Here is the global crude inventories chart from the IEA, which I found on twitter. This chart is before the war started.
The Russian 3 million barrels a day adds up to over 1,000,000,000 barrels a year off the market if this continues as an example. As the storage capacity in Russia fills up, they will have to stop producing as much oil as they do.
5 Million barrels a day is a really big shortfall for the world. We already have 40 million barrels not in the market that we expected to be there, in early February. By the end of March, we are 100,000,000 million Russian barrels short of demand or missing an entire day of world consumption. We are about to go through an EPIC energy crunch until they get the Russian oil back on the market. If the Russian sanctions are still in place in June, this will be very ugly. It is widely known that OPEC+ does not have this kind of spare capacity.

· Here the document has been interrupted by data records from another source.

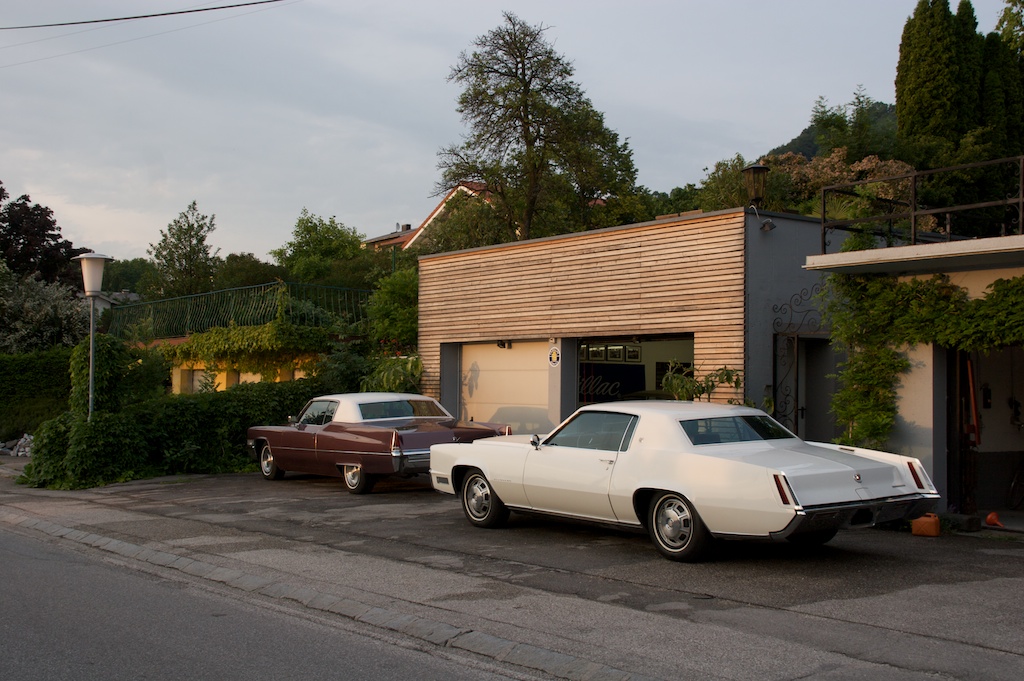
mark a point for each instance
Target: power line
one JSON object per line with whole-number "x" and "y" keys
{"x": 130, "y": 18}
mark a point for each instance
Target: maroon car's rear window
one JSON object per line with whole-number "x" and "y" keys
{"x": 400, "y": 409}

This is not a good thing, even for us investing in the market. This is literally a change in survival for low income people that can’t get to work, can’t heat or cool their homes, or afford food as energy takes up dollars out of the paycheque.
Wheat
But then there is the food related problem.
Here’s wheat.
FRANCE’S MACRON: WE WILL HAVE DEEP FOOD CRISIS IN NEXT 12-18 MONTHS IN AFRICA AND MIDEAST DUE TO UKRAINE WAR
Politics in commodities
If Monday / Tuesday scared the crap out of you as a commodity trader, it’s about to get a lot wilder. Anything is possible when individual people get desperate. Add on when governments get desperate to be reelected, and it gets even wilder. Without being political, this chart from the White House shows a few days where gasoline prices didn’t follow crude oil lower. Looking at the crude oil chart and the problems ahead, would you lower the gasoline price anytime soon, expecting it to be an elevator higher? The government propaganda war is always as big as the Ukraine war. When commodities are out of favour, they don’t thank the low prices. When prices increase, they love calling these corporate leaders to the halls of congress as if that changes the tune for commodity prices.
Conclusion
Be very careful as we are about to go through a blender. If we have large positions in commodity related trades, it could be huge risk/ huge reward/huge pain experience. We just watched some of the best traders in the world get swiped. All that to say, there is no exit sign at the top, but it is about to get really ugly.
I graduated from college during Canada’s Government invoking the National Energy Policy in the 1980’s. Within 2 weeks the oil industry was wiped out in Canada. I am one of those that will never forget.
Watching Margin Call this week could not have been more timely. I strongly recommend you understand how fast it all changes at the end.